Bu ara kafam o kadar doluydu ki kendimi dinlendirebileceğimi bildiğim tek kategori olan fantastiğe yöneldim. Çoğu evimde zaten olan kitapların üstüne parmaklarımı tekrar gezdirdim ve ortamın kokusunu içime çektim tekrardan. Gözlerim kolumda ki saate kayınca Gökhan'ın ne zaman geleceğini merak etmeden edemedim. İşinin olduğunu biraz geç geleceğini söylemiş ancak başka hiçbir şey söylememişti ve bunu beni rahatsız etmişti.

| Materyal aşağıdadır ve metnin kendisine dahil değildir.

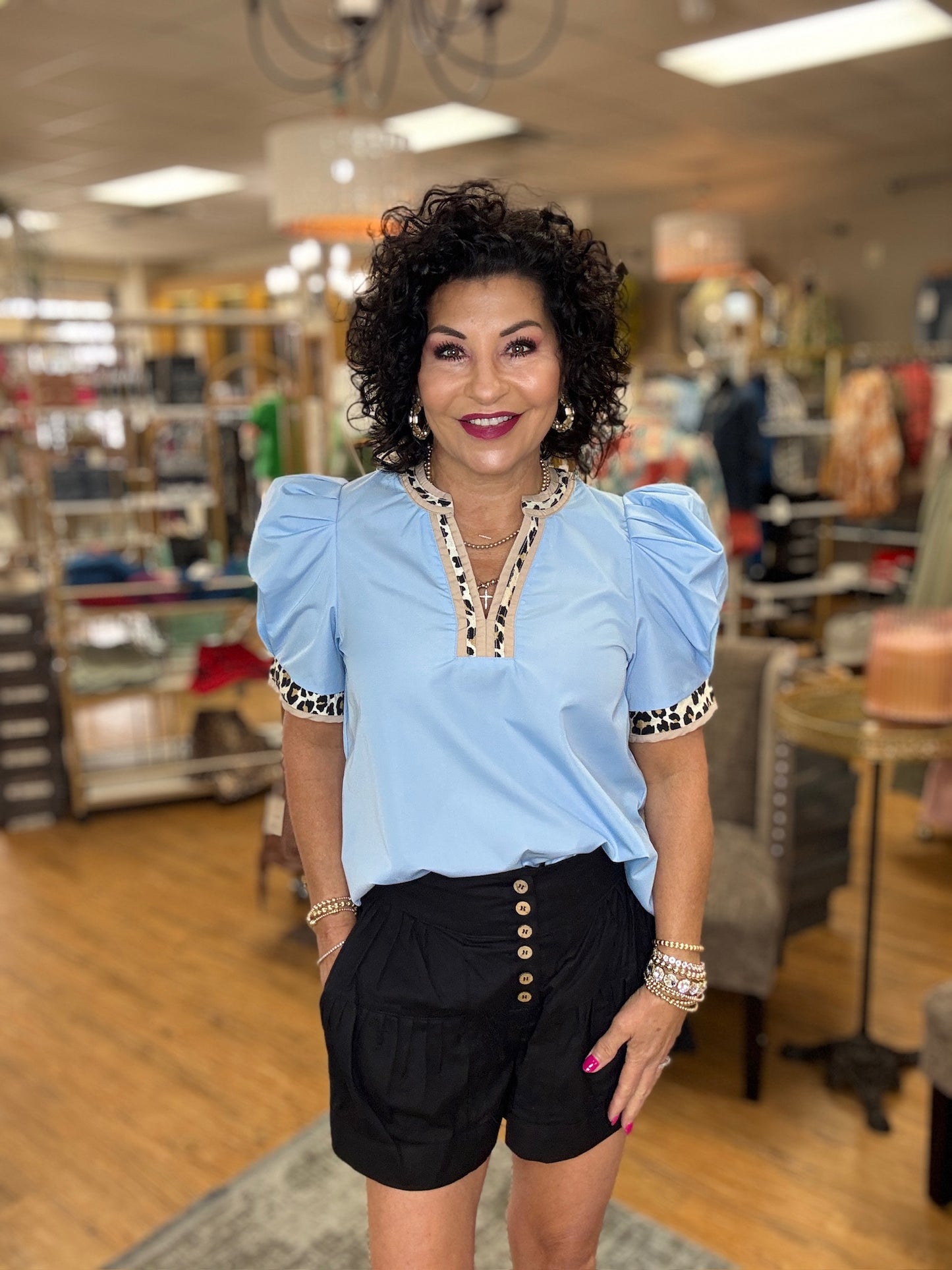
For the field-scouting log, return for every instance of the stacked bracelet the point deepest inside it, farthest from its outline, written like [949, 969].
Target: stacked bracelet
[329, 952]
[328, 907]
[679, 983]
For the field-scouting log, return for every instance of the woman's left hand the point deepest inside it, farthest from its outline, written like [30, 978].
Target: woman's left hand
[649, 1027]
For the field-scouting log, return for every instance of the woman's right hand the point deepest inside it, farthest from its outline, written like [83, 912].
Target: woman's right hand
[330, 931]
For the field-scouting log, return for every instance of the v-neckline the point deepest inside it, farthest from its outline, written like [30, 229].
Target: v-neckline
[480, 633]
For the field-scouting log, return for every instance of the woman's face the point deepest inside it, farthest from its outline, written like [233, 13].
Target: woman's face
[489, 372]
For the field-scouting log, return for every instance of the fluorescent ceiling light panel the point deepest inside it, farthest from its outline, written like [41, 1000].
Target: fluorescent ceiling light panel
[837, 36]
[451, 125]
[179, 185]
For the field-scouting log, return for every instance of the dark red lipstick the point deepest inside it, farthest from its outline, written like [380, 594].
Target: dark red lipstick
[474, 424]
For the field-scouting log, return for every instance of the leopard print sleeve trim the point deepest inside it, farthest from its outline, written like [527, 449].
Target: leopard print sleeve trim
[324, 707]
[686, 715]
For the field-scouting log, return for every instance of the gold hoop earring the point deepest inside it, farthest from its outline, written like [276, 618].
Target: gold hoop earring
[568, 419]
[419, 431]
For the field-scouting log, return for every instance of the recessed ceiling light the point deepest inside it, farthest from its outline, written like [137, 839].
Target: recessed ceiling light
[451, 125]
[343, 171]
[306, 256]
[822, 40]
[282, 279]
[179, 185]
[34, 221]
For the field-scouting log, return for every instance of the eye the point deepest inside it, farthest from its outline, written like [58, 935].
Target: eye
[522, 347]
[449, 352]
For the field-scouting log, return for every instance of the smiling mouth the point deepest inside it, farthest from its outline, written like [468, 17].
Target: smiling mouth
[489, 420]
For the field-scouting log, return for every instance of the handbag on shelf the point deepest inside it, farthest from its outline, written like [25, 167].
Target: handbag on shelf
[221, 733]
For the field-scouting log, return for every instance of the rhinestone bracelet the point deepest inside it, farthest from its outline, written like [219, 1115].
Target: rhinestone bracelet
[328, 907]
[329, 952]
[682, 985]
[694, 969]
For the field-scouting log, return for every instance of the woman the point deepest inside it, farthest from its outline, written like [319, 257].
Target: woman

Bana anlatmadığı birçok şey vardı bu da beni merağın kıyılarında sürükleyip duruyordu. Birgün bana güvenip anlatacağını ummaktan başka çarem yoktu. O an kafamı bunla meşgul ettiğim için kendi kendime kızdım. Bu ara bu çok sık olmaya başlamıştı ve bu göğüs boşluğumun daralıp nefeslerimin sıkışmasına neden oluyordu. Elimi Harry Potter'ın belki yirminci kez okuduğum Ölüm Yadigarları'nda durdurdum. Bu kitabın beni saçma düşüncelerden belki az belki çok ama koparacağını biliyordum. Severeus Snape belkide beni en çok etkileyen fantastik karakterlerden biriydi. Belki ben çok felsefik bakıyordum ancak bir insanın aslında göründüğünün bir önemi olmadığının, önemli olanın içinde ne olduğunu görmek olduğunu öğretmişti bana bu karakter. Bazen senin alehine gibi görünen şeylerin aslında lehine olacağını öğretiyordu mesela. Bir kişinin ne kadar güzel ve özel sevilebileceğini de...
Kitabı raftan çekip göğüsüme bastırdım. İşte her güzel şeyin bir sonu vardı bu bazen karakterler bazen insanlar bazende çok farklı şeyler için geçerliydi ancak ne olursa olsun başlayan her şeyin bir sonu vardı. Sev ya da sevme.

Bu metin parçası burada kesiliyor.